Ce cinquième sens, vous l’aurez deviné, c’est l’odorat. Les technologies actuelles nous permettent de partager de façon satisfaisante « la vue », rien d’autre. Et c’est peu de chose finalement. Le goût ne se transmet pas, il s’acquière. L’ouïe reste un bienfait confidentiel et privé sauf lorsque vous invitez quelqu’un de votre entourage à profiter des mélodies du papier ou bien des grincements d’une reliure ancienne qui s’ouvre à vous. Le toucher reste tout à fait intime également. Au mieux vous pouvez guider la main du novice et lui faire caresser le maroquin poli d’une belle reliure du XVIIe siècle ou du Second Empire. Le partage est faible cependant.

Mais l’odorat ! Ce sens fait débat chez les bibliophiles. Certains ne voyant dans cette quatrième dimension des plaisirs du bibliophile qu’une facétie de bibliomane névrosé. Peut-être, diront certains. Je suis de plus en plus convaincu que cette dimension du livre et du bibliophile, couple infernal s’il en est, est essentielle voire indispensable à une véritable « jouissance bibliophilique ». O oui ! Je sais, je vais loin, diront certains encore une fois. Je laisse dire et respire encore ce beau livre…

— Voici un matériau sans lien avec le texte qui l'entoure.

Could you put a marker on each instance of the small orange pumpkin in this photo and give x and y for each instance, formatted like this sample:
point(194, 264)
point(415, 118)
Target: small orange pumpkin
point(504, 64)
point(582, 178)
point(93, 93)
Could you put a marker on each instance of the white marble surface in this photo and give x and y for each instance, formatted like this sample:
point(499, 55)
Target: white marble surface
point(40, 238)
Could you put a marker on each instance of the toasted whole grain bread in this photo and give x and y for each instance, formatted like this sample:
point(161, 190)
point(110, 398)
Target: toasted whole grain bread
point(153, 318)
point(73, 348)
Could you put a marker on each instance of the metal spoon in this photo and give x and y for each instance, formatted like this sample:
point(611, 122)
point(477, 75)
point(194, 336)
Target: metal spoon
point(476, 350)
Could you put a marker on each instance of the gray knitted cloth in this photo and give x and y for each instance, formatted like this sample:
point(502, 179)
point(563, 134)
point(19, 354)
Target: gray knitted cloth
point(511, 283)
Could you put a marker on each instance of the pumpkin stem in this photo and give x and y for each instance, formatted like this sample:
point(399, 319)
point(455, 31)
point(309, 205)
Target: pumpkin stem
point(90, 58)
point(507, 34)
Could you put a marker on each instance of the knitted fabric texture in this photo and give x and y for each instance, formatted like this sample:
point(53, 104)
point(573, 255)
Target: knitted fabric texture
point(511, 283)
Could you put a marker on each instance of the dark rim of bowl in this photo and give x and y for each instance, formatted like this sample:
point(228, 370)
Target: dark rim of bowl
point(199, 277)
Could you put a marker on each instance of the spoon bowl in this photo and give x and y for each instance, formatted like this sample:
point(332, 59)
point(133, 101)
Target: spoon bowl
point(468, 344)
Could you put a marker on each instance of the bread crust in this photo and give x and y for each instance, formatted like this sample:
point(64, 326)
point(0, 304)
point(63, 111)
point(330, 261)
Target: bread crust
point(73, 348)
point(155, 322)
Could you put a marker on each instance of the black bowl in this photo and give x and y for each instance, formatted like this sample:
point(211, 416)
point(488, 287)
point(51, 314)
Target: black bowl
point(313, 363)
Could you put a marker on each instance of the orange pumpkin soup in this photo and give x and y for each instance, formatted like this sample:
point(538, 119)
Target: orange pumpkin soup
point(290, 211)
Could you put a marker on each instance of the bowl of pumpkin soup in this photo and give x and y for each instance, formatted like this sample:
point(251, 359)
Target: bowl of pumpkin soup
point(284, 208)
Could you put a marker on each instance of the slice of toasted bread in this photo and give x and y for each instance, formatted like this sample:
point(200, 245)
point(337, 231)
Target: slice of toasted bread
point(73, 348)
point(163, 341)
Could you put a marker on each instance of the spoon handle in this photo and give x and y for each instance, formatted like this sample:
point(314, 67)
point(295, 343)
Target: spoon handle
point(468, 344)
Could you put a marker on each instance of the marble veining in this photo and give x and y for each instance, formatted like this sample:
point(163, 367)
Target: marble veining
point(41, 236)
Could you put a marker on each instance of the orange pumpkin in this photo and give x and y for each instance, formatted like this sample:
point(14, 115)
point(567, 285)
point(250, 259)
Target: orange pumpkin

Chaque livre ancien possède son parfum, unique. Bon ou mauvais, c’est évident. Les mauvais parfums devront permettre à l’amateur d’éliminer les brebis galeuses de la bergerie. Un livre à l’odeur de moisi ne devra bien souvent pas être retenu par l’amateur. Un livre peut aussi avoir mille autres parfums, tous délicats et intéressants. Le papier de hollande de la deuxième moitié du XIXe siècle, par exemple, dégage un parfum délicatement acide, comme une odeur de sous-bois, parfois une odeur de pain grillé. Les exemplaires sur japon, encore plus caractéristique avec leur parfum acidulé typique. Le papier de chine quant à lui exhale une légère senteur de terre. La papier vélin utilisé dans les premières années du XIXe siècle dégage cette suave odeur de cèpes. Un livre conservé pendant trois siècles sur le rebord d’une cheminée, donne à celui qui a la chance de l’ouvrir aujourd’hui cette délicate senteur de fumée, mélange de tabacs ou autres odeurs d’une maison saine, hôte bienveillant d’un objet vivant, le livre. Encore une fois certains ne verront là que fariboles ou délires bibliomaniaques. Je ne crois pas. Qu’un livre soit ou ne soit pas parfumé, là-dessus, je vous laisse faire et dévoiler vos propres expériences, pour ma part, je n’ai pas besoin d’être convaincu ou débouté. Je crois ! Je ne veux pas être prosélyte pour autant. Il n’y a de bon que ce qu’on expérimente par soi-même. Ouvrez vos livres, plongez-y le nez, bien au cœur des pages du milieu, et sentez ! Sentez ! Sentez ! Jusqu’à vous imprégner de ces fragrances inimitables.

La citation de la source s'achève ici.